Prières avant la consécration
Le prêtre commence par lever les yeux au ciel, les bras étendus, puis il les abaisse sur l’autel en joignant les mains et en s’inclinant profondément, et il supplie Dieu, comme un Père très clément, d’agréer, par son Fils Jésus-Christ, les dons, les présents, les sacrifices immaculés qui reposent sur l’autel, et de les agréer pour toute l’Église catholique répandue par toute la terre, et spécialement pour le pape et pour le corps épiscopal en qui consiste l’unité de cette Église.
Il nomme l’oblation du pain et du vin des dons, parce que ces fruits de la terre nous sont donnés de Dieu ; des présents, parce que nous les offrons à Dieu ; des sacrifices immaculés, parce qu’ils vont être changés en l’adorable victime du calvaire. Avant de les nommer, il baise l’autel ; en les nommant, il les marque du signe de la croix, dont la vertu va se répandre sur eux.

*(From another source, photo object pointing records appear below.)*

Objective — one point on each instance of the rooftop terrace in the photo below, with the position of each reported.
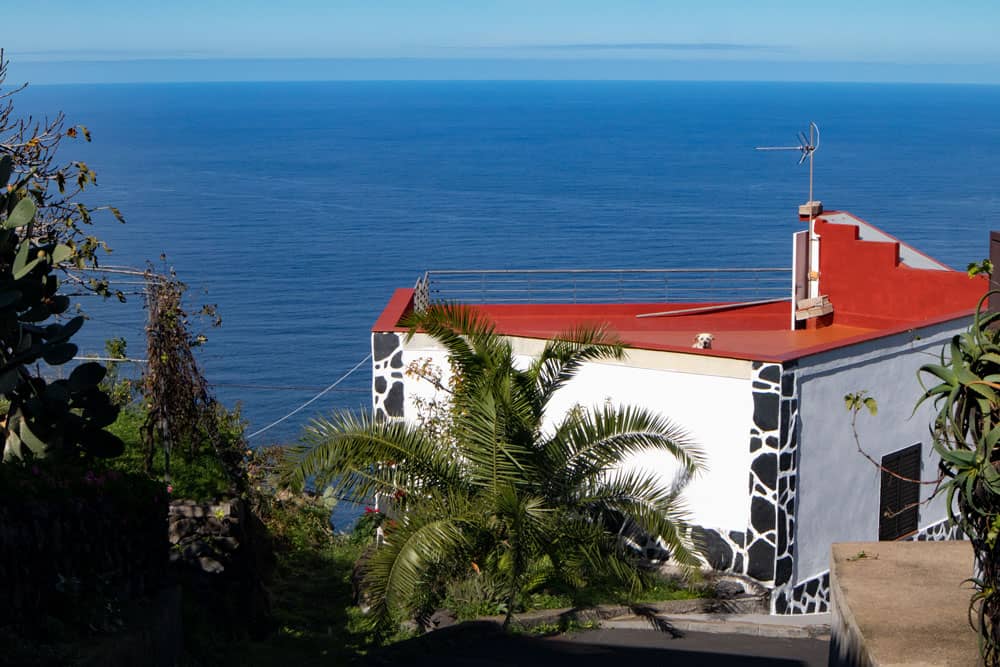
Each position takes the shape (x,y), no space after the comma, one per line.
(878,286)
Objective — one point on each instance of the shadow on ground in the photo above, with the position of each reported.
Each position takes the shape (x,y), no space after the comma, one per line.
(484,644)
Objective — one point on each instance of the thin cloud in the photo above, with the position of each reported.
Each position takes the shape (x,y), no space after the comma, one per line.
(647,46)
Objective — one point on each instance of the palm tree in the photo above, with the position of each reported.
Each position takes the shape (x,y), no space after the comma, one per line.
(505,492)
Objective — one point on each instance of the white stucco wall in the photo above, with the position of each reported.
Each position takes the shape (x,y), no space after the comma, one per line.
(838,489)
(709,398)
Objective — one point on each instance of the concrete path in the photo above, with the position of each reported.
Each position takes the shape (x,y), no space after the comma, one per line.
(806,626)
(485,645)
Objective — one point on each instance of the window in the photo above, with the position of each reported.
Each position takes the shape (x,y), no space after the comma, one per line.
(898,502)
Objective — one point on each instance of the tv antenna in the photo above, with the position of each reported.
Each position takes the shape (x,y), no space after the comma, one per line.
(807,146)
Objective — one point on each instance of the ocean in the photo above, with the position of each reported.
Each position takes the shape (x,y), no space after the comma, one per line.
(299,207)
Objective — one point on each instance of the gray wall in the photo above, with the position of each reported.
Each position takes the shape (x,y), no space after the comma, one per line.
(838,496)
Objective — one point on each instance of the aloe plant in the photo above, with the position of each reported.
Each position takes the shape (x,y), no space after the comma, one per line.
(965,388)
(64,418)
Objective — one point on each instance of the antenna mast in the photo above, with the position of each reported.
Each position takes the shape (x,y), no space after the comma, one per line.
(807,146)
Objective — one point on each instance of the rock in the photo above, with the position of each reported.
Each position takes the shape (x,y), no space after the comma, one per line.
(441,618)
(728,590)
(211,565)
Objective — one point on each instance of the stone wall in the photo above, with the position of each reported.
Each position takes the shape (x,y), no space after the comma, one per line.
(57,544)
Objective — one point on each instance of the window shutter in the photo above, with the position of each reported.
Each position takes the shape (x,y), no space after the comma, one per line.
(898,510)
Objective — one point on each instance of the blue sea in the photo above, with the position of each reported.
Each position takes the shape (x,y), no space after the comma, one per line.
(299,207)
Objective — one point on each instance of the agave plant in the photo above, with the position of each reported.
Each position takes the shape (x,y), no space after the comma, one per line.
(60,419)
(966,434)
(507,492)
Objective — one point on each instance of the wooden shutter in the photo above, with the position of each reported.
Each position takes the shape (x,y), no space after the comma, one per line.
(898,511)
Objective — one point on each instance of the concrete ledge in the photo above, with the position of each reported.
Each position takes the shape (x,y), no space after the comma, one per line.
(901,603)
(800,626)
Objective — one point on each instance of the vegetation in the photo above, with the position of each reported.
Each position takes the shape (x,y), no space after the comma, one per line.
(965,388)
(501,496)
(181,414)
(63,419)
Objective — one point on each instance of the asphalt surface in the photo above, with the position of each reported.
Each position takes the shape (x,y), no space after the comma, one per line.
(485,645)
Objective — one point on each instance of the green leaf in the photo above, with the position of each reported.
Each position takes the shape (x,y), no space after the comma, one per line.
(61,253)
(959,457)
(26,269)
(21,258)
(22,214)
(37,446)
(872,405)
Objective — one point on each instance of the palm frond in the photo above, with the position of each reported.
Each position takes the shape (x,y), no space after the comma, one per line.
(360,455)
(640,498)
(562,357)
(466,334)
(493,460)
(586,444)
(395,575)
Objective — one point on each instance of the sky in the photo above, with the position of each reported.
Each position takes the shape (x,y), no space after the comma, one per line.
(212,40)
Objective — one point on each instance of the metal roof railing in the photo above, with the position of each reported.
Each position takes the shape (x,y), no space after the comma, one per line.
(498,286)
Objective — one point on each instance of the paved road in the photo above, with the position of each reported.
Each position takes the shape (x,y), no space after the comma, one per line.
(472,644)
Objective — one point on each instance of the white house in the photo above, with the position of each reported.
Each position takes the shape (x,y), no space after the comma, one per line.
(860,311)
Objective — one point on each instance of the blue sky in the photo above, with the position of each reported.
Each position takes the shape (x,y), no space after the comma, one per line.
(186,40)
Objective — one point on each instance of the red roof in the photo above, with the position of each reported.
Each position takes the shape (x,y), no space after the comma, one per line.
(873,292)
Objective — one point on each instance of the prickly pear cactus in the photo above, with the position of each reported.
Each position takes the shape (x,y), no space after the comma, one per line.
(60,419)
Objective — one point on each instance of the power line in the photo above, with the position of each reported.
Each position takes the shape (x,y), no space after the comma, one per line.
(311,400)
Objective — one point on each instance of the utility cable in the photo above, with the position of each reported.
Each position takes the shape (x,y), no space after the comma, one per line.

Après cet acte de charité qui s’étend à toute l’Église et à toute la terre, le prêtre, dans la prière qui suit, dirige spécialement son intention vers ceux pour lesquels il offre le sacrifice, vers ceux aussi qui y assistent ; et il embrasse tous leurs besoins spirituels et corporels, montrant ainsi que tous les biens nous viennent avec Jésus immolé.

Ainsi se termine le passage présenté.